Posée au creux de la vallée, sur la rive de Nahr el-Joz qui longe le village de Kaftoun, dans le Koura, l’église à trois nefs dédiée aux saints Serge et Bakhos a été bâtie vers le Xe siècle. L’architecture ancienne est loin d’être le seul attrait de l’église. Sa particularité tient à ses fresques datant des XIe, XIIe et XIIIe siècles.
Longtemps laissée à l’abandon, fortement endommagée par les crues du fleuve et le poids des siècles, l’église menaçait de tomber en ruine. La remise en bon état d’un tel patrimoine se révélant urgente, l’archevêché orthodoxe du Mont-Liban, en coordination avec la Direction générale des antiquités (DGA), décide alors d’agir. Les travaux de restauration lancés depuis l’été 2004 ont permis de reconstruire la nef nord dont une partie était détruite, de réparer la pierre et de consolider la toiture.
C’est d’ailleurs en procédant à cette opération que les ouvriers découvrent, encastrée dans les faux combles, une peinture murale représentant la tête de la Vierge et celle de l’archange Gabriel. Ils alertent les autorités religieuses et la DGA qui, sur le conseil de la directrice du musée de l’Université américaine de Beyrouth (AUB), Leila Badr, confient le chantier aux spécialistes de l’Académie des beaux-arts de Varsovie. Ces derniers, pilotés par le Pr Christofer Chmielewski, investissent l’église et entreprennent des « tests » (carrés à analyser) dans différents poins de l’édifice où ils découvrent des surfaces colorées. Au fil d’un travail minutieux, les murs, débarrassés de leur enduit, déballent le top : des fresques.
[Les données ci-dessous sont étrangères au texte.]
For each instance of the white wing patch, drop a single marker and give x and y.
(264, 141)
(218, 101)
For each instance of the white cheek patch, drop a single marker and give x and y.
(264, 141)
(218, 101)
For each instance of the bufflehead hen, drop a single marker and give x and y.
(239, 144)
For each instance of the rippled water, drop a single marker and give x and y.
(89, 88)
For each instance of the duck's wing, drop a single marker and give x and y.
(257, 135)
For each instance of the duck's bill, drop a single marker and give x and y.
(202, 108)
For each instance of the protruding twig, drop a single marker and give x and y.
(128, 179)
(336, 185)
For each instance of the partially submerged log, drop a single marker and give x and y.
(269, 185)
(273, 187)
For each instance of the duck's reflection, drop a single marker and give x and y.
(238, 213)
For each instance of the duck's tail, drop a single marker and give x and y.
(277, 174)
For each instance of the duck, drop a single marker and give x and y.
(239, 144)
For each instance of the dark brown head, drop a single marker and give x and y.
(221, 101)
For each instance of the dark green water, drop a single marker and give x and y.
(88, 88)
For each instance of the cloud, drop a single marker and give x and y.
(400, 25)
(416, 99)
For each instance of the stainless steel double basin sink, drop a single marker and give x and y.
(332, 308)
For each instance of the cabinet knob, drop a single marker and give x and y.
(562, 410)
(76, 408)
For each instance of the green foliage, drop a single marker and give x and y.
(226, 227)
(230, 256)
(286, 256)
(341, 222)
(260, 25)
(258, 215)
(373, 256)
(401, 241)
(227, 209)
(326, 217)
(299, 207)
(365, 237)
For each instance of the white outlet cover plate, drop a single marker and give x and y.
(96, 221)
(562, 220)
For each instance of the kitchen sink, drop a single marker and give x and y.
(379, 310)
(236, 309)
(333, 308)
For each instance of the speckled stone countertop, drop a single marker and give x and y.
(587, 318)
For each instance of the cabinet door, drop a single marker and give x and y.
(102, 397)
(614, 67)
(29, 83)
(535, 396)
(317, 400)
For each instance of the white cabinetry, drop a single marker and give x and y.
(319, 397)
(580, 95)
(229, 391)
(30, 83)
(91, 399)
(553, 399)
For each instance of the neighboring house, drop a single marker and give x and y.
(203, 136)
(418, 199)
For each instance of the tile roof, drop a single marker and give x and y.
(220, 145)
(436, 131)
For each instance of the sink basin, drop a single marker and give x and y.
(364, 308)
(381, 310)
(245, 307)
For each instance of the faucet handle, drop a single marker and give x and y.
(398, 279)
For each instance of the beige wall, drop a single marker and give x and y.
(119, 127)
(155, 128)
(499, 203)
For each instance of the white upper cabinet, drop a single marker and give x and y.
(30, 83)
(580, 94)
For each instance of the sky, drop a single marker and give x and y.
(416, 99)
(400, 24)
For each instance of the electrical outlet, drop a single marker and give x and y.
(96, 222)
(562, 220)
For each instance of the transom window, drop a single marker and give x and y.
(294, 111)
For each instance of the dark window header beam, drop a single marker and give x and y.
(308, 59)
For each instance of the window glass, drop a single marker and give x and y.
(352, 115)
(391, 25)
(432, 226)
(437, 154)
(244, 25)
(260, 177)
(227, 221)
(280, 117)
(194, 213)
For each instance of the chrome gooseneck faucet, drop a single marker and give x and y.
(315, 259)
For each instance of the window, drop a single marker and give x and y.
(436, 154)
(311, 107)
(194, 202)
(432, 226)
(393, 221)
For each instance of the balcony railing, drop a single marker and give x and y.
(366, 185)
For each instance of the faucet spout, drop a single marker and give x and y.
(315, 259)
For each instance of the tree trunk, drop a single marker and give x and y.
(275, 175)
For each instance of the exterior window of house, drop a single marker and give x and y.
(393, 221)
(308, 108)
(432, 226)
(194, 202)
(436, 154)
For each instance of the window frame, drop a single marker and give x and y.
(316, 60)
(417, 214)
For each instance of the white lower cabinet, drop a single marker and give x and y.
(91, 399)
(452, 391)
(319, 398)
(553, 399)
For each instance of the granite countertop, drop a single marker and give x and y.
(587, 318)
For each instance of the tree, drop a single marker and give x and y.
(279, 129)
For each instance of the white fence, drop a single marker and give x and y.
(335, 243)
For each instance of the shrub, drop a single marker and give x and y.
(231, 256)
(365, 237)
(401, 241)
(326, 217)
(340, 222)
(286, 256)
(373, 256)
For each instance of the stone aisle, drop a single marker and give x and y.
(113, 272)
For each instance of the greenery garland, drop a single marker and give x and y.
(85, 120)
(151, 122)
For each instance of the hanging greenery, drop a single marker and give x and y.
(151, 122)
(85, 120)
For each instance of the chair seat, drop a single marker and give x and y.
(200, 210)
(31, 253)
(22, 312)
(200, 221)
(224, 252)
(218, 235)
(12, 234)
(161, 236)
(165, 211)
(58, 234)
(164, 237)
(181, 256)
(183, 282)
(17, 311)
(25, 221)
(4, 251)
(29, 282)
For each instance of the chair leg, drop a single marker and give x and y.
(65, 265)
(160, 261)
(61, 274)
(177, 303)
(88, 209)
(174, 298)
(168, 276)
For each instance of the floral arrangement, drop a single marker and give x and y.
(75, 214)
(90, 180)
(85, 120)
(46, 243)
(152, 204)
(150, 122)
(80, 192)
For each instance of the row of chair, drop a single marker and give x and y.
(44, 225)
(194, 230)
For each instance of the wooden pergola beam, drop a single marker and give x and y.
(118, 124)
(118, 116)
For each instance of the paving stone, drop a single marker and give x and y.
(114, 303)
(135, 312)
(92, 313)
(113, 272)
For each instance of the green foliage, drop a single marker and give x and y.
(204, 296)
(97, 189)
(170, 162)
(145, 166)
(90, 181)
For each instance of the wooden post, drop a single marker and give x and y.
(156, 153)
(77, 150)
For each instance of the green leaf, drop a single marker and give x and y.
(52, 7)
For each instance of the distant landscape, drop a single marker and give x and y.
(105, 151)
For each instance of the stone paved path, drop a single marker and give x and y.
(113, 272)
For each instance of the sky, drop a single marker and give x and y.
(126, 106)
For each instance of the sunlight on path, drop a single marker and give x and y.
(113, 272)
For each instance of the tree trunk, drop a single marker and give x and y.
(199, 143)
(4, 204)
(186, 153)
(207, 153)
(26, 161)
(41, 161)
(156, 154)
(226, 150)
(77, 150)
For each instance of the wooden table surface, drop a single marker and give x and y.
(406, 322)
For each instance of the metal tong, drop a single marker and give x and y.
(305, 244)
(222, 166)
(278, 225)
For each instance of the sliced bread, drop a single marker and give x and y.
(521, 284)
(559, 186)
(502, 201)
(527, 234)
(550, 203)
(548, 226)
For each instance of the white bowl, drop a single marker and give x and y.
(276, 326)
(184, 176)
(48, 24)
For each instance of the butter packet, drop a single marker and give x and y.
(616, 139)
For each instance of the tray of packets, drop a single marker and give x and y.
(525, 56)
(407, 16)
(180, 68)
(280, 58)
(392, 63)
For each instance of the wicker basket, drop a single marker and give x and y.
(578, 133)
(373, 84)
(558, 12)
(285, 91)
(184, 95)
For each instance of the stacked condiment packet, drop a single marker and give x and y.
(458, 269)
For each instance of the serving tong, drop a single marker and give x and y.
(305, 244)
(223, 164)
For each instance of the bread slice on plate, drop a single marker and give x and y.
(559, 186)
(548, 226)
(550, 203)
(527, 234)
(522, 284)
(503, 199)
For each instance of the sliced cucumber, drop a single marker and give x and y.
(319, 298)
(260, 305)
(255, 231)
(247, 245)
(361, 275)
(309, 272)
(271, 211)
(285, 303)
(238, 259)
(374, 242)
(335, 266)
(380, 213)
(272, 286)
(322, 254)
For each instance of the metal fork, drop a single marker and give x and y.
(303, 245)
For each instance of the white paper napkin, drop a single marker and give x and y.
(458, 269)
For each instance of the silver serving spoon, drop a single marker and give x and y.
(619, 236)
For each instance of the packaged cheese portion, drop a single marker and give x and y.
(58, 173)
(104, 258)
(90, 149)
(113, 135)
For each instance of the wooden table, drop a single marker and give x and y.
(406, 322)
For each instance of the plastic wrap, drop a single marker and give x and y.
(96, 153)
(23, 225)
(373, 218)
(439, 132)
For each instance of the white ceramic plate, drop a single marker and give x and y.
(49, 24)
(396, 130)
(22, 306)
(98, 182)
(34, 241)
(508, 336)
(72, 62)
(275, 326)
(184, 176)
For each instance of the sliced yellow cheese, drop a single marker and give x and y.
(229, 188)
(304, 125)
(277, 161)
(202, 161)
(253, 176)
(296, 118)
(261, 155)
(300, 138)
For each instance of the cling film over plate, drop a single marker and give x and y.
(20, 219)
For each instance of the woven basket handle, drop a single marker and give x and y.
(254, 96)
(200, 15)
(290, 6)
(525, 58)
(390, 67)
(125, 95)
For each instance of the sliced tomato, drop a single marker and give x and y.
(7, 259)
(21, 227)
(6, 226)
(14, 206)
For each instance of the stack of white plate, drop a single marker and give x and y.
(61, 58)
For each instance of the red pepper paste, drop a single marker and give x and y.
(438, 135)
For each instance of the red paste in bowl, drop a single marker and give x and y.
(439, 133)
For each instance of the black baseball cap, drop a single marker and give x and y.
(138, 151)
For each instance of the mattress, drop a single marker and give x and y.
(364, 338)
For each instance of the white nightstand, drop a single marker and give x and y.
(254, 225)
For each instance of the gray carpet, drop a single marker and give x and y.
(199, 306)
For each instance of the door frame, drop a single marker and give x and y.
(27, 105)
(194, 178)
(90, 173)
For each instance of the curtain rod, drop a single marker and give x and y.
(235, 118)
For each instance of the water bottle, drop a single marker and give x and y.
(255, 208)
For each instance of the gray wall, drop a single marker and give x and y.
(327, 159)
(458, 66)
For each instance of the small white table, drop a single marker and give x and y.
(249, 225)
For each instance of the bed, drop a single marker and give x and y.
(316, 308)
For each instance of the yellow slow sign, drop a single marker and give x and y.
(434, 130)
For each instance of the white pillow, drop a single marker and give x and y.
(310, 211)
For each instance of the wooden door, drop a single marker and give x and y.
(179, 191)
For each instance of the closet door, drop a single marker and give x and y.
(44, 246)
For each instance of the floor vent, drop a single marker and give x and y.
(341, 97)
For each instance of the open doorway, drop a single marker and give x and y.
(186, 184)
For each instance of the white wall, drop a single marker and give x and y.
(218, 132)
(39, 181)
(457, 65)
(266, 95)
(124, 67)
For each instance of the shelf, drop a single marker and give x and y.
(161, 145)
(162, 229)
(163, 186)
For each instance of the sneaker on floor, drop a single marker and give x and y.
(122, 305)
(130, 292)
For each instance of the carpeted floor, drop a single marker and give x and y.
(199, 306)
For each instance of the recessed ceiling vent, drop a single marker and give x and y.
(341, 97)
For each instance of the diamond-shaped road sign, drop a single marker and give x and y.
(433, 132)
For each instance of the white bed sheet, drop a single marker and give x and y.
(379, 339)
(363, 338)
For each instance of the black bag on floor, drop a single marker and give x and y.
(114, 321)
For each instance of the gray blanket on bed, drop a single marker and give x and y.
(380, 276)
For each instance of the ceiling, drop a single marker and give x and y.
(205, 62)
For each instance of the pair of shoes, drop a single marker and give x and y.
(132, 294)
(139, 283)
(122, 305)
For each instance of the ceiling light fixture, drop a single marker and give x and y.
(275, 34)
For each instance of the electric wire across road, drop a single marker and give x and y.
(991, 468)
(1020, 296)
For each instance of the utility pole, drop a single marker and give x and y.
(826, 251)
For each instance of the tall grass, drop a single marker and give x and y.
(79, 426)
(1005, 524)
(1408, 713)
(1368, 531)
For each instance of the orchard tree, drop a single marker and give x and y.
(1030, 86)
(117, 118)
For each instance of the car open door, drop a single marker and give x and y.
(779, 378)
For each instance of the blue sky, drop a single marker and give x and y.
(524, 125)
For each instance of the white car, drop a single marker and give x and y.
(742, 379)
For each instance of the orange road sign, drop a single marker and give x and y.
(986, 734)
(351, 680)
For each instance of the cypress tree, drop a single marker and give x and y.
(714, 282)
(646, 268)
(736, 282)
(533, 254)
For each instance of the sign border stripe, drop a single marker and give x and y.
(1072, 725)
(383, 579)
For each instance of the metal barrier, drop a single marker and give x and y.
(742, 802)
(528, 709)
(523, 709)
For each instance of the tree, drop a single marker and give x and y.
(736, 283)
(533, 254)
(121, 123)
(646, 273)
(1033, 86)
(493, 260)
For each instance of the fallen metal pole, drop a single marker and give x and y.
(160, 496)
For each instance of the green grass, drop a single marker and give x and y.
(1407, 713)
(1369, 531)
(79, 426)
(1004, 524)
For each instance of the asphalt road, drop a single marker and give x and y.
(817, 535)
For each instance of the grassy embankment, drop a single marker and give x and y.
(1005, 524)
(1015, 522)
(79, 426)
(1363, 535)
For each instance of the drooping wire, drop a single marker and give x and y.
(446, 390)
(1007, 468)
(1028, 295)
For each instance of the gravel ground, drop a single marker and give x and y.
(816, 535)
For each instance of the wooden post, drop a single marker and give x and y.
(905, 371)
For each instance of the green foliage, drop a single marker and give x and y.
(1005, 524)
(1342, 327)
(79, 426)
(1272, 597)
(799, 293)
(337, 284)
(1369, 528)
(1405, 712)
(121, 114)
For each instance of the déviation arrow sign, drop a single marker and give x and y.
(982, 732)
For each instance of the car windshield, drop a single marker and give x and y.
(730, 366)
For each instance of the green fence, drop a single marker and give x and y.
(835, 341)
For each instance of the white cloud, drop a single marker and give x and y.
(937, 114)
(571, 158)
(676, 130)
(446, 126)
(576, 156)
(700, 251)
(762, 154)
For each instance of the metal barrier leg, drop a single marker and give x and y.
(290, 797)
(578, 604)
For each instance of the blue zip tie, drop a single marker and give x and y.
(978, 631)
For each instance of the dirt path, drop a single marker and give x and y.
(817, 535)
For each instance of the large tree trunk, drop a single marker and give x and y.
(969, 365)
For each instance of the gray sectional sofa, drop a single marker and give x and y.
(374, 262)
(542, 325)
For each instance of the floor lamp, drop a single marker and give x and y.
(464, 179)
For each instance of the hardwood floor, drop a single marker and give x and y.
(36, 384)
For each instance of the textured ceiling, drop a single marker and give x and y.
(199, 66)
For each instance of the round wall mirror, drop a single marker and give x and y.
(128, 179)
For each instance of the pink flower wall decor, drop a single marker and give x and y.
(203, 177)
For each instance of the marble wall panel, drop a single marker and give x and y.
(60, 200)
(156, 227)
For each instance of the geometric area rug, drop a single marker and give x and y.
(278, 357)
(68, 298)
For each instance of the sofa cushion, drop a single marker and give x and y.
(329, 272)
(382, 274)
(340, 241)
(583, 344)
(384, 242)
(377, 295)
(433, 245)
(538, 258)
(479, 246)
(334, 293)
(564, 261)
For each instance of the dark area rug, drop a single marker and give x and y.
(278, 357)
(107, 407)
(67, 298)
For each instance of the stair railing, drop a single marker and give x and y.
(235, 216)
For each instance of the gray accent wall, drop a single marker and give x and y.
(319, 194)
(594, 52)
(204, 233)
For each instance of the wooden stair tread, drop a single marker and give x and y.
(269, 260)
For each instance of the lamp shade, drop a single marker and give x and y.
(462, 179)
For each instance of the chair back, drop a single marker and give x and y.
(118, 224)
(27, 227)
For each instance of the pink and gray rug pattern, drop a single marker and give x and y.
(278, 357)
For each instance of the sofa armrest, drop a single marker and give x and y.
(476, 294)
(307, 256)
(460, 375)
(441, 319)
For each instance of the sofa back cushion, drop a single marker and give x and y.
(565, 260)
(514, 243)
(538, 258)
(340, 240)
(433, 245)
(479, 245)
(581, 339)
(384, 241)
Des figures de saints, dont celles de Serge et de Bakhos, soldats martyrs des premiers temps chrétiens, d’apôtres et d’archanges décorent les piliers qui soutiennent les voûtes. Sur les frises, entre l’architrave et la corniche, des écritures en araméen, grec et arabe déversent les noms des disciples de Jésus, représentés sur les peintures murales. Dans l’abside, entouré de la Vierge à sa droite et de saint Jean-Baptiste à sa gauche, siège le Christ Pantocrator, que l’on peut traduire par « Tout-Puissant ». Il tient un livre et esquisse un geste de bénédiction, deux doigts tendus pour symboliser la double nature humaine et divine, et trois autres joints pour figurer la Trinité. Sous l’abside, se profilent les pieds de la Vierge et ceux de l’archange Gabriel découverts dans le toit et dont il faut démonter « une partie pour dégager le reste de la fresque », explique Chmielewski, soulignant qu’« autrefois, le toit s’étant affaissé, les ouvriers maçons chargés de sa réparation ont dû rogner sur cette vaste peinture murale ». « Il y a très longtemps, le toit de l’église, plat à l’origine, a sûrement subi des travaux de réaménagement qui ont rogné sur l’œuvre peinte », précise-t-il. Le restaurateur polonais signale également que « les fresques sont en très bon état et n’ont pas besoin d’être retouchées. Notre action se limite à les nettoyer et à les fixer pour les rendre résistantes aux chocs climatiques et conserver leur pérennité ».
Notre-Dame de Kaftoun
Surplombant la petite église Saints-Serge-et-Bakhos, Deir Saydet Kaftoun (couvent Notre-Dame de Kaftoun) présente également un intérêt historique. Cité dans certains textes du IXe siècle (librairie d’Oxford), le couvent adossé à flanc de rocher est une construction massive de pierres blanches qui a été bâtie en plusieurs étapes. Sa chapelle enchâssée dans la paroi rocheuse renferme une icône miraculeuse exhibant sur une face la Sainte Vierge (peinture des Xe – XIe siècles) et sur l’autre, le baptême du Christ (XIIIe siècle). Pour la petite histoire, l’icône a été volée deux fois, au cours des années 60, puis retrouvée à Londres par la police d’Interpol. En 1990, elle fut restaurée par le spécialiste belge, le R.P. Antoine Lamens, et exposée en France avant de reprendre le chemin de Kaftoun.